Semi-Daily Journal Archive

The Blogspot archive of the weblog of J. Bradford DeLong, Professor of Economics and Chair of the PEIS major at U.C. Berkeley, a Research Associate of the National Bureau of Economic Research, and former Deputy Assistant Secretary of the U.S. Treasury.

Saturday, January 14, 2006

When the Going Gets Weird, the Weird Turn Pro

This is genuinely weird:

This Is a Defense of Alito?: I admit I haven't been following every twist and turn of the issue of Alito's membership in Concerned Alumni of Princeton (CAP), but I really don't understand Arlen Specter's point here:

"Judge Alito's name never appeared in any document," Specter said. "It was not mentioned in any letters to or from the group's founder or executive director, did not appear on any canceled checks for subscriptions, was nowhere to be found on any articles, lists of board members or contributors, and was not in any minutes or attendance records from CAP meetings," Specter said.

He quoted CAP founder William Rusher as saying: "I have no recollection of Samuel Alito at all. He certainly was not very heavily involved in CAP, if at all."

Is the Republican position now that Alito was never a member of CAP at all, but just lied about being a member when he was applying for a job in the Reagan Justice Department?

In a word, yes. The Republican line-of-the-day is essentially that he badly needed right-wing street cred, and claiming membership in CAP was a way to do that.

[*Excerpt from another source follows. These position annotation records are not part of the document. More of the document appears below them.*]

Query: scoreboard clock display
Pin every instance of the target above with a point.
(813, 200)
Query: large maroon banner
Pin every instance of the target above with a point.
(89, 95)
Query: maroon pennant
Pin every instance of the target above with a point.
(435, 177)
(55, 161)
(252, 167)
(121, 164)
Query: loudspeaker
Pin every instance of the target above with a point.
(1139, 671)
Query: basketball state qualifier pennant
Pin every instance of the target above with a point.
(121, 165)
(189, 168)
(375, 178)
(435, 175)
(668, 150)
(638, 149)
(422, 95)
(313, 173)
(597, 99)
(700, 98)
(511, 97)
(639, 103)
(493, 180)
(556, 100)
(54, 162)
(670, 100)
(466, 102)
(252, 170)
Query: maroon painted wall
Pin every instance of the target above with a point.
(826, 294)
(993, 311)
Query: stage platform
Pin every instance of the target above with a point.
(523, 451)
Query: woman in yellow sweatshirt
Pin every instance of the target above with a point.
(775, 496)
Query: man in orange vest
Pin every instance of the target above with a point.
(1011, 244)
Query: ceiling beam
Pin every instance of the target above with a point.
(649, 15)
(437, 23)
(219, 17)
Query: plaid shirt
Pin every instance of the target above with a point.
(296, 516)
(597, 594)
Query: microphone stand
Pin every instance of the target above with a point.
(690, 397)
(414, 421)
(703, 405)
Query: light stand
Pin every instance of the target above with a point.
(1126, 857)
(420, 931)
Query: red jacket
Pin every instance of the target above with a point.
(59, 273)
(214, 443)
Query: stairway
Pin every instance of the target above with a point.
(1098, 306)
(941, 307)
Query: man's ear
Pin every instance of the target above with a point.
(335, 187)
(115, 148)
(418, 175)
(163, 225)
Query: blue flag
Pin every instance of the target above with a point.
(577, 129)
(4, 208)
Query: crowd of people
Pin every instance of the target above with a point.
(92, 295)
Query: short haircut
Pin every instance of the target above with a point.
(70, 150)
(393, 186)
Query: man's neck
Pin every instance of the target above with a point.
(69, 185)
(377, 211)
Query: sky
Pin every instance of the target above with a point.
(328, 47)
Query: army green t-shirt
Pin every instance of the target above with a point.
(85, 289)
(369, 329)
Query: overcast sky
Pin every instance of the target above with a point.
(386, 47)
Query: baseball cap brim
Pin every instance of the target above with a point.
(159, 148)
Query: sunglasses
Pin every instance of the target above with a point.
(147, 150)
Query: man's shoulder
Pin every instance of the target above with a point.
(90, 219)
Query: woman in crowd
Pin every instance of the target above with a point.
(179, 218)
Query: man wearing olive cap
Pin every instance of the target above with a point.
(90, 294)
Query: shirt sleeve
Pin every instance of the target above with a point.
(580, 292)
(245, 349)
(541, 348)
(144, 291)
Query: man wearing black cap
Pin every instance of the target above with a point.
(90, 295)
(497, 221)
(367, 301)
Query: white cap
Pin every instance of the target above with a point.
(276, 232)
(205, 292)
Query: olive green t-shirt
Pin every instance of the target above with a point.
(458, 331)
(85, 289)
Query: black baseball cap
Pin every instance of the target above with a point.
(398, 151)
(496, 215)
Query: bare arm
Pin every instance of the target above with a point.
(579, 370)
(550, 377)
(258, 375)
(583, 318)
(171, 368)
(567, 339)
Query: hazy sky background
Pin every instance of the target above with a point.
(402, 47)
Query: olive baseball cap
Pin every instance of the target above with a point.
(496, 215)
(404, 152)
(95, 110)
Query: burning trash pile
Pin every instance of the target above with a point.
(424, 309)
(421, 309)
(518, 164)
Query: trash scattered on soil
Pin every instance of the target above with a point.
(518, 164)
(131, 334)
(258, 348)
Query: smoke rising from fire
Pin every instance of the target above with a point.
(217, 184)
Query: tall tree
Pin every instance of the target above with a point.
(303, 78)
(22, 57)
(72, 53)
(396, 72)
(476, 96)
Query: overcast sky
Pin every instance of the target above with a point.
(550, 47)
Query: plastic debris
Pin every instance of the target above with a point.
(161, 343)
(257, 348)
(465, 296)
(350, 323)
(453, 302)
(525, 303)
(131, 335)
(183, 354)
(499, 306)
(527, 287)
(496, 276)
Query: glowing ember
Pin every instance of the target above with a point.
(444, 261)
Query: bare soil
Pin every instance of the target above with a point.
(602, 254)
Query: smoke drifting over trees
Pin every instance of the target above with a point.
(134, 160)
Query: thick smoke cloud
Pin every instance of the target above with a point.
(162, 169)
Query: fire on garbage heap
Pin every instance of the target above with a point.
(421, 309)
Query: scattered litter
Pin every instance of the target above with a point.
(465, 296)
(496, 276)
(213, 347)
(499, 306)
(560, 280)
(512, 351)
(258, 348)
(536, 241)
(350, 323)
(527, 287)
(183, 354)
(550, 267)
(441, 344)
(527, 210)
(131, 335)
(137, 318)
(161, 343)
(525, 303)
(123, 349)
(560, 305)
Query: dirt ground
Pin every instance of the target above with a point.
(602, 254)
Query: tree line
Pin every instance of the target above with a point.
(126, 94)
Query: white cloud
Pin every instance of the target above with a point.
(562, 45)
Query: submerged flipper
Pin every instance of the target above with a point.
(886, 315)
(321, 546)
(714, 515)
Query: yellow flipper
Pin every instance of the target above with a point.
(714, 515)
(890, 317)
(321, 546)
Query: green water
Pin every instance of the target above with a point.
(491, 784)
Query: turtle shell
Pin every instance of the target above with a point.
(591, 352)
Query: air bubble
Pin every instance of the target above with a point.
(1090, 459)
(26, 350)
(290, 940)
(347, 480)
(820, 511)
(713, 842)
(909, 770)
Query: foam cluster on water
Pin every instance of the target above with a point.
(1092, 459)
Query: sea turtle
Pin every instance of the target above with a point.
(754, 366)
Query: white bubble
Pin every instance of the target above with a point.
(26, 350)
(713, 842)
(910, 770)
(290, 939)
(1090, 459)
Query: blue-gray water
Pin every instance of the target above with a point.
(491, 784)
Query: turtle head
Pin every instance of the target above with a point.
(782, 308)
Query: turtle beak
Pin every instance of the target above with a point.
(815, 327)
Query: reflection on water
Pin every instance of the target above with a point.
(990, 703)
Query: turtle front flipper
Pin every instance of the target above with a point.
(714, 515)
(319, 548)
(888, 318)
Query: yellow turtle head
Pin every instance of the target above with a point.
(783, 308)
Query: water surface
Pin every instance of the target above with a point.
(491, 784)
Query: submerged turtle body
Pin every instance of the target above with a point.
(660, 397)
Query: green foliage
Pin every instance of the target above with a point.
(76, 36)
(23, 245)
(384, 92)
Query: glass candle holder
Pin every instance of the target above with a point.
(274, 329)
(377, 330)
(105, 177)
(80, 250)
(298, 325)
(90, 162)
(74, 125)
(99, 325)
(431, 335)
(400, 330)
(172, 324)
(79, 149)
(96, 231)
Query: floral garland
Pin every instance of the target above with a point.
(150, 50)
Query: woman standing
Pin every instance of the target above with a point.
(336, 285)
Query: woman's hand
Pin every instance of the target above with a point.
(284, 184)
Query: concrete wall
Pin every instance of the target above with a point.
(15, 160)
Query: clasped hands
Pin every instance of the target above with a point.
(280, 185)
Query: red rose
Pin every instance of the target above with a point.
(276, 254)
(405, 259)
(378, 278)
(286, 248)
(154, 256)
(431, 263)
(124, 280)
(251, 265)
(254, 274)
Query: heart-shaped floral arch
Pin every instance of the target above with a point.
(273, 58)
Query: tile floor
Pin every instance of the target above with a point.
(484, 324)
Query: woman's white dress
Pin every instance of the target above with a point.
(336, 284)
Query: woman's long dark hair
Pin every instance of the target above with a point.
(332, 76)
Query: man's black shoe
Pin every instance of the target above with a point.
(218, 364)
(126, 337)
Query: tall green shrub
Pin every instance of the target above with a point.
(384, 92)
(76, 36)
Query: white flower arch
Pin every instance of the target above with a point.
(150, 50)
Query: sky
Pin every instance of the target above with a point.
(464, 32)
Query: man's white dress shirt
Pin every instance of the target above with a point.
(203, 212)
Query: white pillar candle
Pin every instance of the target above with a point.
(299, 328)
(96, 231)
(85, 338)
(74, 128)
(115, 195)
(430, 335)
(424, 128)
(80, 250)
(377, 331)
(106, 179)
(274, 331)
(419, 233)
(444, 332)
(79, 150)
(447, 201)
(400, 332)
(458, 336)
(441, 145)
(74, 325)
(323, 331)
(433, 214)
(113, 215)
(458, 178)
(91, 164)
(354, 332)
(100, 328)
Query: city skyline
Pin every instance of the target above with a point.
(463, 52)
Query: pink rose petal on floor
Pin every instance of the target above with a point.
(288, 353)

Now, of course, Alito badly needs centrist street cred.


Getting weirder: Alito says he thinks the reason he joined Concerned Alumni of Princeton was that he wanted ROTC back on the campus. Robert Waldmann writes:

Robert's Stochastic thoughts : Dale Russakoff writes in the January 12 Washington Post:

[Alito] said he assumes he joined only because he supported the return of ROTC to the Princeton campus. As an undergraduate, Alito was a member of Princeton's Army ROTC unit when it was expelled from the campus -- a move that he said "rankled" him because "the attitude seemed to be that the military was a bad institution and that Princeton was too good for the military." The Army ROTC unit was back on campus by the time Alito wrote his 1985 job application, but he said the Navy and Air Force units were not.

This last sentence is true in the same sense that World War II was over by the time Alito wrote his job application. Army ROTC returned to Princeton in 1972 before Alito graduated. Thus he claims he joined CAP to advocate a policy that had already been implemented.